Now transitioning into my primary PhD project, it represents my proudest project as I worked on the project from start to beginning – experimentally establishing the cell-lines, genome editors, high-throughput screening approach, experimental design, etc., computationally establishing the analytical framework, and scientifically leading next-steps on exploring biological results or therapeutic opportunities.. In fact, by having knowledge in both the experimentation and computation, this leads to better informed experimental design (due to predicting the computational/statistical analysis and understanding what leads to higher statistical power) and better computational analysis (due to better understanding of the underlying data and possible confounders/noise). Additionally, by being directly involved in the entire scope of the project, this leads to being ruthlessly "results-oriented", i.e. performing the experiments necessary to answer the most interesting scientific questions and performing the analysis required to answer the scientific question, in contrast to doing unnecessary/ill-designed experiments or doing unnecessary computational analysis (or analysis that provides minor benefit to answering any scientific question). Therefore, this project represents my ultimate scientific demonstration, with full understanding across the entire scope leveraging my entire background in biology (for biological interpretation and experimentation), computer science and mathematics (for methods development), and software engineering (for tool development) to identify novel regulatory mechanisms of fetal hemoglobin induction and therapeutic genome editing strategies for sickle-cell disease and beta-thalassemia. Unfortunately this project is not published yet and contains confidential results regarding the therapeutics, therefore only brief details of the project will be given.

Project Description

Image

Schematic of multi-modal framework for dissecting the fetal hemoglobin regulatory sequences.

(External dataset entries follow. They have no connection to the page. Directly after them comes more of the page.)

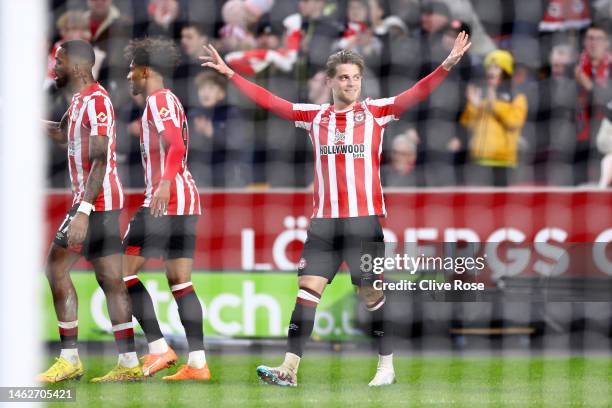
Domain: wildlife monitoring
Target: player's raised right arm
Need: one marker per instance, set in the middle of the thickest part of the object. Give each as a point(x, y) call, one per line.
point(261, 96)
point(57, 131)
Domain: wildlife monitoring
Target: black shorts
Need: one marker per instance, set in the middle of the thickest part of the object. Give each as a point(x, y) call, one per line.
point(103, 234)
point(333, 240)
point(168, 237)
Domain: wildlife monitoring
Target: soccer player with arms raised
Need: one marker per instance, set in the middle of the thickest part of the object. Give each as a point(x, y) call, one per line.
point(165, 224)
point(91, 227)
point(348, 200)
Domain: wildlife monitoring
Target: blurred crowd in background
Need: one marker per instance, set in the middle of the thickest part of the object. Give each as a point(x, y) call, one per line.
point(529, 106)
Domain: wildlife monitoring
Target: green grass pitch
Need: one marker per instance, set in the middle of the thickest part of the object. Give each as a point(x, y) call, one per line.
point(341, 381)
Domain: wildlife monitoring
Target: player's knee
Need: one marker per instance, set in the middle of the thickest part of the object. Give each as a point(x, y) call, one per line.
point(369, 296)
point(110, 284)
point(314, 283)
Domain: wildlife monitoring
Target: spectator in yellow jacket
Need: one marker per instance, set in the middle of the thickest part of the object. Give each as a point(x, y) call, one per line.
point(495, 115)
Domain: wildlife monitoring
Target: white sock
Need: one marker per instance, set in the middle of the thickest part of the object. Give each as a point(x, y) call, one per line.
point(385, 361)
point(128, 360)
point(197, 359)
point(292, 361)
point(158, 346)
point(71, 355)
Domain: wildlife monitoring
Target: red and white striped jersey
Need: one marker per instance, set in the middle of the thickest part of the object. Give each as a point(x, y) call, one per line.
point(163, 114)
point(91, 114)
point(347, 148)
point(347, 144)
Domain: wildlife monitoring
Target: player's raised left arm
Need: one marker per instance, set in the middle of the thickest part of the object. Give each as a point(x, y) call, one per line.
point(422, 89)
point(98, 148)
point(261, 96)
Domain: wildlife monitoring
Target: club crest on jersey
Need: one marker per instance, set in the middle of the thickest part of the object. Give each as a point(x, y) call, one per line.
point(101, 117)
point(339, 137)
point(165, 113)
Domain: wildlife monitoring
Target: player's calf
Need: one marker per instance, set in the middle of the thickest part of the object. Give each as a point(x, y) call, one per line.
point(300, 329)
point(382, 333)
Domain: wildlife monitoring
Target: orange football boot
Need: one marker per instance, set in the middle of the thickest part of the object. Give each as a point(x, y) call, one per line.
point(189, 373)
point(155, 362)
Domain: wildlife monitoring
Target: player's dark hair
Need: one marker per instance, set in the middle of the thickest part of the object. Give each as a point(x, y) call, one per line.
point(343, 57)
point(601, 26)
point(81, 50)
point(160, 54)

Transcriptional regulation by non-coding elements and their associated DNA-binding transcription factors (TFs) control the developmental transition from fetal to adult hemoglobin – commonly referred to as “hemoglobin switching”. The reactivation of fetal hemoglobin (HbF) has emerged as a therapeutic avenue for β-hemoglobinopathies such as sickle cell disease and β-thalassemia. Delineating the cis-regulatory logic of sequences governing HBG1 and HBG2, the genes encoding the γ-globin chains of HbF, is essential for understanding hemoglobin switching and developing more effective treatments. While population genetics studies have pinpointed single-nucleotide variants (SNVs) linked to HbF induction, this approach is limited to naturally occurring variation, preventing a comprehensive view of causal regulatory elements. To overcome this limitation, we have performed a systematic comparison of multiple mutagenesis approaches on HbF regulatory sequences in immortalized erythroid progenitors (HUDEP-2) to elucidate the variant-level cis-regulatory logic and corresponding TF binding sites underpinning HbF induction. Specifically, we integrated four complementary approaches: in-situ dense adenine- (ABE8e-SpRY) and dual- (TadDE-SpRY) base-editing mutagenesis, in-situ prime-editing saturation mutagenesis, ex-situ massively parallel reporter assay (MPRA) saturation mutagenesis, and in-silico ChromBPNet saturation mutagenesis. These approaches were performed on the HBG1/2 promoters, BCL11A +55 kb enhancer, and BCL11A +58 kb enhancer given their therapeutic relevance for potent HbF reinduction. This multi-modal screening strategy identified several novel insights into hemoglobin switching and identified multiple novel therapeutic editing strategies. This comprehensive functional mapping obtained across multiple modalities establishes an example of the strengths, weaknesses, and opportunities to combine in situ, ex situ, and in silico approaches to determine the function of regulatory elements as well as provide an optimized therapeutic roadmap for gene therapies.

Image

Example of multi-modality results on BCL11A +58 enhancer. Not showing BCL11A +55 and HBG2 Promoter results due to confidentiality.